Price and fairness also ranked highly. The survey found that 88% of respondents want the best possible price, while 82% value fairness and want everyone to pay the same price.
The results point to resistance to pricing models that have become more common in sectors such as travel and ticketing, where prices can shift according to demand, timing or other factors.
Thomas Hill, co-founder of HyperFinity, said the strength of consumer opposition makes a broader move into groceries and other everyday retail categories unlikely in the near term.
“Dynamic pricing is not coming to consumer goods or grocery for the foreseeable future,” Hill said. “Supermarkets understand the risk of backlash from prices that change with the weather or other factors. Core staples such as bread, milk and cheese are tied to customer needs, not demand elasticity. Any perception of exploiting that would be catastrophic for trust and loyalty.”
The study also highlighted differences by age and location. Londoners and younger shoppers were more open to dynamic pricing than the wider population, though support still fell short of a majority.
In London, 37% of respondents said they like dynamic pricing, while 51% said they dislike it. Among consumers aged 18 to 34, 41% expressed some level of support, compared with 6% of those aged over 55.
Even among younger adults, however, scepticism outweighed support. In the 18 to 34 age group, 46% still said they dislike dynamic pricing.
Retail divide
A separate snapshot poll of more than 40 retail leaders suggested a gap between what executives think drives loyalty and what consumers say matters most. While 88% of consumers said price is important to loyalty, only 13% of retail leaders agreed.
Most retail leaders placed greater emphasis on other factors. The poll found that 81% prioritised brand and experience, 56% pointed to offers and discounts, and 50% cited product.

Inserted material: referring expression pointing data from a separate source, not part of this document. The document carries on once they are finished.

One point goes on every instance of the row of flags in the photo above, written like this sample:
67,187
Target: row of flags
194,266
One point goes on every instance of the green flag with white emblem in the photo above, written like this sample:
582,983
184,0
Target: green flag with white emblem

The contrast suggests retailers may be placing less weight on value and pricing clarity than their customers do. The findings come as households remain sensitive to living costs and retailers look for ways to retain repeat shoppers.
Hill said some leadership teams may be misreading what matters most to consumers when designing loyalty strategies.
“Retailers may be overestimating the role of brand and experience, and underestimating the continued power of price, particularly during this time of continued economic uncertainty,” he said. “Consumers are telling retailers loud and clear that fairness and clarity come first. If leadership teams don’t recalibrate around that, they risk building loyalty strategies on the wrong foundations.”
For retailers, the findings point to a tension between margin management and customer trust. Dynamic pricing can help businesses respond to changes in demand, but consumer goods differ from event tickets or hotel rooms because they are regular household purchases that shoppers expect to be stable and easy to compare.
That matters especially in categories such as food and everyday essentials, where consumers often make quick decisions based on habit, promotions and price memory. Frequent or opaque price changes risk making those choices harder to assess and could fuel a sense of unequal treatment.
The survey suggests predictable pricing still carries more weight with British consumers than flexible pricing models. With only a small minority saying they welcome dynamic pricing, the clearest signal in the data is demand for clarity, fairness and consistent pricing on everyday goods.